The team has also been fairly successful with marketing these new services. According to Leone, it was just a matter of getting the word out. The team had to get intentional and carve out time to call and email physician offices and patients—in addition to updating the clinic’s website and social media profiles.
“Telehealth is a great option to make people feel safe, to be able to keep the doors open and continue to provide care for these people,” says Sean Miller, PT, Empower PT’s Chief Operating Officer. It has also helped the organization remain financially viable. “Our facilities that are championing telehealth—them doing 15–20% more of their volume through telehealth is helping us keep that facility open,” he says.
As for the future, the leadership team at Empower PT believes telehealth is poised to shake up the industry in a big—and permanent—way. Miller says, “I think this is actually a tipping point for telehealth within the physical therapy profession—meaning that it’s not something that’s going to go away.”
And he may be right—telehealth may just stick around for the long haul. Although many of the latest telehealth regulations are time-gated to the COVID-19 pandemic, therapists and patients are finding real success with this type of service delivery. And those results could be the push that payers and state governments need to improve access to remote care—even beyond the crisis.

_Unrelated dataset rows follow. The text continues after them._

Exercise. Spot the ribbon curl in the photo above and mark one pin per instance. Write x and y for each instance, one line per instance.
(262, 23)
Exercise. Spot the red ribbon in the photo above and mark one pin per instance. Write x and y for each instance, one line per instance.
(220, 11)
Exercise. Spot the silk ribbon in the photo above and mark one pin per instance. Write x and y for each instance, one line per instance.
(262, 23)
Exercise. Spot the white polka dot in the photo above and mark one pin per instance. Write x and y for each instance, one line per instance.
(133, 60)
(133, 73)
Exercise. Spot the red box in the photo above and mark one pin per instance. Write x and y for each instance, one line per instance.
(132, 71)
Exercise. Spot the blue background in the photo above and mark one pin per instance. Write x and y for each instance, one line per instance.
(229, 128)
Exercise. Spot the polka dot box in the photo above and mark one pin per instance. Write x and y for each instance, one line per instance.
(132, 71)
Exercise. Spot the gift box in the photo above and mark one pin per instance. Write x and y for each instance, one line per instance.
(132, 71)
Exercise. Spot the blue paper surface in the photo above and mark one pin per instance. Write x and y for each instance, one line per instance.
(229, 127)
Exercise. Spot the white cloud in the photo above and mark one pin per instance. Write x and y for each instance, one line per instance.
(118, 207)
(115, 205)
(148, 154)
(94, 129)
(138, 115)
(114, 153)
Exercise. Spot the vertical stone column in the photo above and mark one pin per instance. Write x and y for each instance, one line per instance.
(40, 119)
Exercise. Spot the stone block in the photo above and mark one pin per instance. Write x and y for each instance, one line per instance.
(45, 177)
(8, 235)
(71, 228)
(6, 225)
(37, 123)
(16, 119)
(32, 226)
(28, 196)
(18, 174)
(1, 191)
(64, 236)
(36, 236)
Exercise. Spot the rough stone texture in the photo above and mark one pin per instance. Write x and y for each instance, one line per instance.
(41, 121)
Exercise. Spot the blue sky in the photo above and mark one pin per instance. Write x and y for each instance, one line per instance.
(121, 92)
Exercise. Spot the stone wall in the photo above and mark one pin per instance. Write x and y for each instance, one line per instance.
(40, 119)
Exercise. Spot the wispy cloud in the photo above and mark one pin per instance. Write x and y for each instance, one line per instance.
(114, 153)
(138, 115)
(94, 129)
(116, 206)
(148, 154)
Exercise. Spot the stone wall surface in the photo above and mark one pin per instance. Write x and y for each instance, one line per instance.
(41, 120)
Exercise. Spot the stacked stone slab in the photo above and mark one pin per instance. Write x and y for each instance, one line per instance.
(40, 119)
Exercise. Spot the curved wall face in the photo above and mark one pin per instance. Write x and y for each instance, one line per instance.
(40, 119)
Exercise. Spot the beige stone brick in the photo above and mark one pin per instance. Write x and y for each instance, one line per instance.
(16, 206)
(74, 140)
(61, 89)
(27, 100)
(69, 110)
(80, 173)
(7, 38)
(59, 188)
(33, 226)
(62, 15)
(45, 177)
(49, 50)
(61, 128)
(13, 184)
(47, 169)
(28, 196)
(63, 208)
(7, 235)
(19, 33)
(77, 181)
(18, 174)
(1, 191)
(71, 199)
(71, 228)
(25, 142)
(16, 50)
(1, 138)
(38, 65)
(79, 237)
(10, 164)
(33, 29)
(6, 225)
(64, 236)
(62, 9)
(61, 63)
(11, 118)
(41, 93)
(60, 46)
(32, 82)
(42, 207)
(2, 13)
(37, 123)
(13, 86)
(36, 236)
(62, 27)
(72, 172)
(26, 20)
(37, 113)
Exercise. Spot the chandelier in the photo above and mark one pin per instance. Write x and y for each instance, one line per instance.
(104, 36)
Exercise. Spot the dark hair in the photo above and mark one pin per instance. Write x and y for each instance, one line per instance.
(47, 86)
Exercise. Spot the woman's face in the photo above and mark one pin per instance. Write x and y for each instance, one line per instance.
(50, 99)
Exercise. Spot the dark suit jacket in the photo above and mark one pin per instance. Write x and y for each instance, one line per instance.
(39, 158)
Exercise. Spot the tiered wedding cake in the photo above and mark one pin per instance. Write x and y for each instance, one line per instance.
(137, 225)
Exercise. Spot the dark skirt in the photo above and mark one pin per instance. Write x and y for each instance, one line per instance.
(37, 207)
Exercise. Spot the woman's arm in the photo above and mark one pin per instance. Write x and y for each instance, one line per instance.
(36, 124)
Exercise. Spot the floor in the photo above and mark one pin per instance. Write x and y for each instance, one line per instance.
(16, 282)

In the meantime, the Empower team encourages hesitant clinics to, at the very least, give telehealth a try. “Don’t wait on it! You kind of have to jump into the fire,” says Leone. “It’s kind of a trial and error process when you first go about it, but there’s a lot of people doing it now. There’s a lot of resources out there. So, there’s people who can help.”
On the clinical side, Collins says the easiest way to get into the swing of telehealth is to act like you’re providing a normal daily visit: prepare beforehand, get an idea of what you want to accomplish, and give patients as much communication as they need. “Communication,” she says with a smile, “and lots of hand-holding.”
The Empower Physical Therapy clinic that stands on the western side of the Valley of the Sun is quiet—but it’s a quiet that’s laden with mutual understanding and a hope that life will get back to normal, eventually. “The atmosphere in the clinics is one of positivity...Most people understand that we’re sort of all in this together,” Figueroa says. Times are tough, but he sees this bad hand as an opportunity: “I think as we come out of this, hopefully we all are a little bit more resilient and a little bit more creative. And that’s what I’m counting on for Empower—that we grow through this.”